Because I had found that I was not immune to the lure of leadership. Who found the Children, anyway? Who formed the Conference? Who gave them their meeting-place? Was I not the joint-eldest, and should I not receive the respect and obeisances merited by my seniority? And didn’t the one who provided the club-house run the club? … To which Shiva, “Forget all that, man. That club-shub stuff is only for you rich boys!” But—for a time—he was overruled. Parvati-the-witch, the conjurer’s daughter from Delhi, took my part (just as, years later, she would save my life), and announced, “No, listen now, everybody: without Saleem we are nowhere, we can’t talk or anything, he is right. Let him be the chief!” And I, “No, never mind chief, just think of me as a … a big brother, maybe. Yes; we’re a family, of a kind. I’m just the oldest, me.” To which Shiva replied, scornful, but unable to argue: “Okay, big brother: so now tell us what we do?”

At this point I introduced the Conference to the notions which plagued me all this time: the notions of purpose, and meaning. “We must think,” I said, “what we are for.”

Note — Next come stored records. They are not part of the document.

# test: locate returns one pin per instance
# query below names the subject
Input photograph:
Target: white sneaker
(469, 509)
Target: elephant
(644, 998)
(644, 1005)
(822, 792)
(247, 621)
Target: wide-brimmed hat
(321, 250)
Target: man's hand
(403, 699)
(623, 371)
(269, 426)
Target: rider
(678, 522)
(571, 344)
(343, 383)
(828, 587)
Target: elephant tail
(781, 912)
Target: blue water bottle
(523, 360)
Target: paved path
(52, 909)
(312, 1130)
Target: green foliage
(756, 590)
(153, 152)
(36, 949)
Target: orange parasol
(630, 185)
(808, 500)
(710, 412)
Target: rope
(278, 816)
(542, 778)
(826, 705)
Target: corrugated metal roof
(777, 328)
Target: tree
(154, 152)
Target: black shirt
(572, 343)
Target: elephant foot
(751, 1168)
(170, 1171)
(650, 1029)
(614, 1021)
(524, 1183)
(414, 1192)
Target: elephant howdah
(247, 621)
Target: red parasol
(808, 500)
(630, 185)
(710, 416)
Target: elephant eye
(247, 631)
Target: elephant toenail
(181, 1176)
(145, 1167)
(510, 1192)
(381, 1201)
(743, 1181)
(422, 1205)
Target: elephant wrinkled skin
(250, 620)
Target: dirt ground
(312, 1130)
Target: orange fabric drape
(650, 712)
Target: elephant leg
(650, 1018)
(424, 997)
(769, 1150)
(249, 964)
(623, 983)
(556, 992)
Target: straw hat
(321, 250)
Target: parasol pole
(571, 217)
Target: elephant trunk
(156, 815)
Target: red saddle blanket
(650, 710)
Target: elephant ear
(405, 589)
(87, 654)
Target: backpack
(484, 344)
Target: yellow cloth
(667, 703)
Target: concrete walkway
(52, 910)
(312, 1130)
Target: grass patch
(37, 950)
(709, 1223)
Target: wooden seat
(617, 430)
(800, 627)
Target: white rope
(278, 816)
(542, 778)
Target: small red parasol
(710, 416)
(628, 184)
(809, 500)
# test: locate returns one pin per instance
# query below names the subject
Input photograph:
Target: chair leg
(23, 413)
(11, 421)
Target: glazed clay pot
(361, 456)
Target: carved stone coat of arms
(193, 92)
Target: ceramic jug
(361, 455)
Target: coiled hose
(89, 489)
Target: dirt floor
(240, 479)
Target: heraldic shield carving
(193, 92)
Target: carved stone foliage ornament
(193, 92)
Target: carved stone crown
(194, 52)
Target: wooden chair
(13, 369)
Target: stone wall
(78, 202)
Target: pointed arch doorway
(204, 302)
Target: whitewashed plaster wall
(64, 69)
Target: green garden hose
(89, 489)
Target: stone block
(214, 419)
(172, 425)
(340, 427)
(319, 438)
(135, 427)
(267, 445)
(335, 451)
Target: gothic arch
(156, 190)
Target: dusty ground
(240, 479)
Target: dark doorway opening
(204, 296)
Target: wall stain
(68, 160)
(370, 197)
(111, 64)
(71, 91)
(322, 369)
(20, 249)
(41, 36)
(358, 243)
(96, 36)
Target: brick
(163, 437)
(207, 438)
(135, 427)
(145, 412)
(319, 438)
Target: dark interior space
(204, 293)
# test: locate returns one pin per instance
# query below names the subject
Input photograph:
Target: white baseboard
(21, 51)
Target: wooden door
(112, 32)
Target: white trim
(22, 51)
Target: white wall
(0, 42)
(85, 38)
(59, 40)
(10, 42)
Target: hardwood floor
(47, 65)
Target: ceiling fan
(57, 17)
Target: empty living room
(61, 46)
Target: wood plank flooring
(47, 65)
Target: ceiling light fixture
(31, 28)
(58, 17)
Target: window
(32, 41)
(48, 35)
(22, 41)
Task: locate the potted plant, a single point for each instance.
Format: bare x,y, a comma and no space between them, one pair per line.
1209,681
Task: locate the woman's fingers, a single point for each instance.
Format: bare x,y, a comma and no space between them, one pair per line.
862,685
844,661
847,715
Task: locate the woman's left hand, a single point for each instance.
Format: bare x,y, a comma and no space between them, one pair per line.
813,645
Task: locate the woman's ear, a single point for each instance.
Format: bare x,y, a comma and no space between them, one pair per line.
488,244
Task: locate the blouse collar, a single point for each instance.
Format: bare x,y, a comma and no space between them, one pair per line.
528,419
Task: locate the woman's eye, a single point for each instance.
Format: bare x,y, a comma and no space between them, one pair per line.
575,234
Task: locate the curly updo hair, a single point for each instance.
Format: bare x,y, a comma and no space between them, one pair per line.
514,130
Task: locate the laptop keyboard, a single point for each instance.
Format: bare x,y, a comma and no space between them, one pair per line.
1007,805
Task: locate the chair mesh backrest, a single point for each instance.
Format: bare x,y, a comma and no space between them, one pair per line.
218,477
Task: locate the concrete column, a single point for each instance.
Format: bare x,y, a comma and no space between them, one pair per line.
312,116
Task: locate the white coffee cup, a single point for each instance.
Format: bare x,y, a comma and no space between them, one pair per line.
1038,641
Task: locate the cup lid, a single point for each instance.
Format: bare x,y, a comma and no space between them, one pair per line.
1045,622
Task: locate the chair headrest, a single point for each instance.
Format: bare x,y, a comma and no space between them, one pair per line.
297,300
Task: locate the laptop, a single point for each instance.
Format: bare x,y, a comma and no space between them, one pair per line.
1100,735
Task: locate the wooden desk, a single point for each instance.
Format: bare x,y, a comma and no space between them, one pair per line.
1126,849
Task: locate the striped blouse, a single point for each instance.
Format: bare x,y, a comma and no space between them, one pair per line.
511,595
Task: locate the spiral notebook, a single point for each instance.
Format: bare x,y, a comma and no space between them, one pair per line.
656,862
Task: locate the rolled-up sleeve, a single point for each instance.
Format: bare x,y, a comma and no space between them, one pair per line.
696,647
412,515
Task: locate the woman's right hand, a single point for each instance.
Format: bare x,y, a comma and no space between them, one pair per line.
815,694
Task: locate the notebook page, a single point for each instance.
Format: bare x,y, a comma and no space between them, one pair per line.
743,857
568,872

I record, faithfully, the views of a typical selection of the Conference members (excepting the circus-freaks, and the ones who, like Sundari the beggar-girl with the knife-scars, had lost their powers, and tended to remain silent in our debates, like poor relations at a feast): among the philosophies and aims suggested were collectivism—“We should all get together and live somewhere, no? What would we need from anyone else?”—and individualism—“You say we; but we together are unimportant; what matters is that each of us has a gift to use for his or her own good”—filial duty—“However we can help our father-mother, that is what it is for us to do”—and infant revolution—“Now at last we must show all kids that it is possible to get rid of parents!”—capitalism—“Just think what businesses we could do! How rich, Allah, we could be!”—and altruism—“Our country needs gifted people; we must ask the government how it wishes to use our skills”—science—“We must allow ourselves to be studied”—and religion—“Let us declare ourselves to the world, so that all may glory in God”—courage—“We should invade Pakistan!